We have known each other for decades. It is an uncomfortable thing to confront, but if you and your landlord have known each other for decades, odds are increasing every year that the relationship will soon pass to the next generation on one side or the other. Are your children and your landlord’s children on equally good terms? Does everyone have equal insight into what terms exist?

We are both good on our word. Whose word? Nothing kills a relationship like remembering things differently and having no way to resolve it.

It’s family. I believe this is one of the biggest reasons to write it all down. Imagine the Thanksgiving dinner referenced in another recent Iowa court case, where the daughter of one of five children who had an oral agreement to hold some family land in equal shares announced that she and her father had hired a lawyer regarding the farm. I doubt much was the same in the family thereafter.

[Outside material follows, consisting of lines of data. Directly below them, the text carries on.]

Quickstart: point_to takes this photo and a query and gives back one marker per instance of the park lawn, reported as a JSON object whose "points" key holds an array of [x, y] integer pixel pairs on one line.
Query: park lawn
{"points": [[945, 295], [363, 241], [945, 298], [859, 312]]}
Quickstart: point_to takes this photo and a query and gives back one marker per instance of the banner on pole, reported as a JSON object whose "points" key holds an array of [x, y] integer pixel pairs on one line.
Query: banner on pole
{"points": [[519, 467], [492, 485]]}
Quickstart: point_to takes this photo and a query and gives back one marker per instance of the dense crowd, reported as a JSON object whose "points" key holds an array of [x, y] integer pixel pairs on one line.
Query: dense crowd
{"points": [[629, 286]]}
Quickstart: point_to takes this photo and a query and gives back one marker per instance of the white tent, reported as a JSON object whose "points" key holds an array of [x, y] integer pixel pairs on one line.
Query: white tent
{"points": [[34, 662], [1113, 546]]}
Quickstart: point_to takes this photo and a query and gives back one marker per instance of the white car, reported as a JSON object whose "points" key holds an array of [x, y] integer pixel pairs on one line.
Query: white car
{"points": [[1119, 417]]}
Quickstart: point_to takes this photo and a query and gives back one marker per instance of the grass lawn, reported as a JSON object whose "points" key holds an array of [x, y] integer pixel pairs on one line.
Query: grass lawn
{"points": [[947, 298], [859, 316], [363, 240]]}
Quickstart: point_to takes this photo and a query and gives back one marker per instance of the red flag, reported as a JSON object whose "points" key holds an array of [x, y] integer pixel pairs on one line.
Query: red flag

It takes time and money. You could invest in professional tools like Granular, which allow you to analyze the profitability of your operation under each landowner agreement, but even doing some simple math using Farmdoc-provided crop budgets for 2016 can help. If you make an assumption that losing 10% of your land base means spreading out at-capacity non-land fixed costs over 10% fewer acres, a 1,600-acre operation losing a quarter section would lose between $7,000 and $18,000 as a result. What are you willing to invest to prevent that type of a loss?

To sum it up. Write it down. It is one of the simplest things you can do to keep your operation going for generations to come.